Lanthanide Biochemistry

Description

Team members & Collaborators

ANNIKA QUIST
UC Berkeley Ph.D Student

Lanthanide Metabolism

We are working to identify peptides produced by Methylobacterium extorquens AM1 that can selectively chemically convert and bind to heavy and light lanthanides. We hope to apply this knowledge to the development of biomining technologies.

Identifying molecules that aid in Ln chemical conversion: Using RNAseq of AM1 grown on Ln halides, oxides, and magnet swarf, we have identified targets that may aid in chemical conversion of lanthanides. We are currently using genetic approaches and ICP-MS of whole cells and supernatants to elucidate the roles these targets play in lanthanide uptake and chemical conversion. In addition, we have identified PQQ as a secreted lanthanide binding factor that is overproduced in a Ln-hyperaccumulating strain. Further research will elucidate how PQQ interacts with insoluble Ln sources and assess the rate at which PQQ, alongside other AM1-produced factors, can convert Ln between varied chemical forms (cation vs. insoluble oxide, phosphate, or magnet swarf).
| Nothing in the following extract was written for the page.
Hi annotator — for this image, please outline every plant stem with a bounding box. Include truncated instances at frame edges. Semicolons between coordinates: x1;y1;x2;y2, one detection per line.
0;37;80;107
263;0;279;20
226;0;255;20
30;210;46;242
Identifying molecules that aid in the specific trafficking of heavy and light lanthanides: Using RNAseq of AM1 grown on heavy and light lanthanides, we have identified peptides that may aid selectively in growth on heavy lanthanides. Ongoing investigations are probing the role of these peptides via genetic deletion and overexpression, as well as ICP-MS to identify differences in heavy and light Ln uptake by modified strains. In addition, we have begun to investigate the role of the cofactor PQQ in selectively improving growth rates on heavy but not light lanthanides. Further research will examine the specificity of PQQ for improving heavy Ln utilization by M. extorquens.

Team members & Collaborators

MONICA CESINGER
Postdoctorate Fellow

Characterizing The Novel Mutant Evo-HLn

Many questions remain regarding how lanthanides (Ln) are acquired and used in biology. For most methylotrophic bacteria, the biological use of Ln is restricted to the light Ln species (lanthanum to samarium, atomic numbers 57-62). Understanding how the cell differentiates between light and heavy Ln gives insight into enzyme catalysis, stress homeostasis, and metal biomineralization and compartmentalization.

Our lab has evolved a mutant of Methylobacterium extorquens that is catable of utilizing heavy Ln for growth. The novel mutant evo-HLn, for “evolved for Heavy Lanthanides,” grows robustly on methanol with the heavy Ln gadolinium due to a non-synonymous single nucleotide polymorphism in a cytosolic hybrid histidine kinase/response regulator. We hope to further characterize what components are affected by this major regulatory change and how these changes enable evo-HLn to utilize gadolinium.